It takes 20 years to build a good reputation and five minutes to ruin it,” business magnate Warren Buffet once said. With the advent of the internet, the reputation of a business is increasingly crucial to its success. We live in an era of immediacy and innovation. Information has gone from being a limited resource to a source of knowledge within everyone’s reach. In this new digital age, reputation management must be a corporate priority.
Media has not only become an integral part of everyday life, but ordinary citizens are increasingly becoming sources of information and news. With this comes one of the most significant risks for organizations: an extremely volatile state of public opinion.
New phenomena in communication can transform the perceptions of the general public about brands and their ambassadors. It can be a double-edged sword – it can take its protagonists to the highest point of heaven or the depths of hell.
The obstacle isn’t just about real news – fake news can be detrimental to reputations as well. Fake news has taken the stage in the last few years, permeating social, economic and political spheres. It has taken on a new proportion and from the highest spheres of power to regular folks, no one is exempt from its effects.
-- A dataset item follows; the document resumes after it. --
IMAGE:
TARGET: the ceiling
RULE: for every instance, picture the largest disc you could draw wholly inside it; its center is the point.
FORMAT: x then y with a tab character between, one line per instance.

The accusations of electoral fraud in Hillary Clinton’s presidential campaign in the United States of America generated the highest number of impacts and the most interaction on Facebook in 2017, according to Buzzfeed. In Mexico, Frida, the girl trapped in the ruins of a school after the earthquake in Mexico City moved millions but turned out to be the product of an informant’s imagination.
According to Gartner, by 2022, most individuals in mature economies will consume more false information than true information.
In this scenario, reputation management must be a priority. Companies are forced to adopt new systems and technologies to optimize their processes.
Social networks are now the second most consulted channel for information, according to a study conducted by the National Consulting Center (CNC) in Colombia. It is an urgent call for companies to monitor possible threats to their reputation.
Some companies learn this the hard way. A video of Domino’s Pizza employees vandalising customer’s pizzas went from a revolting prank to an international public relations crisis, tainting the brand for a long time. When United Airlines dragged an unruly passenger off one of their flights with surprising violence, bystanders filmed and posted the incident which then developed into a full-blown scandal. Today, nothing is hidden, and all decisions are open to public derision.
Organizations need to be aware of what is said about them by formal and informal means, both by opinion leaders and ordinary citizens. Crisis protocols must already be shaped and ready to go. Preparation is key in avoiding irreparable consequences. Reputation management shouldn’t be an issue only during times of crisis, but a constant concern that allows companies to deal with adverse conditions with grace and assertiveness.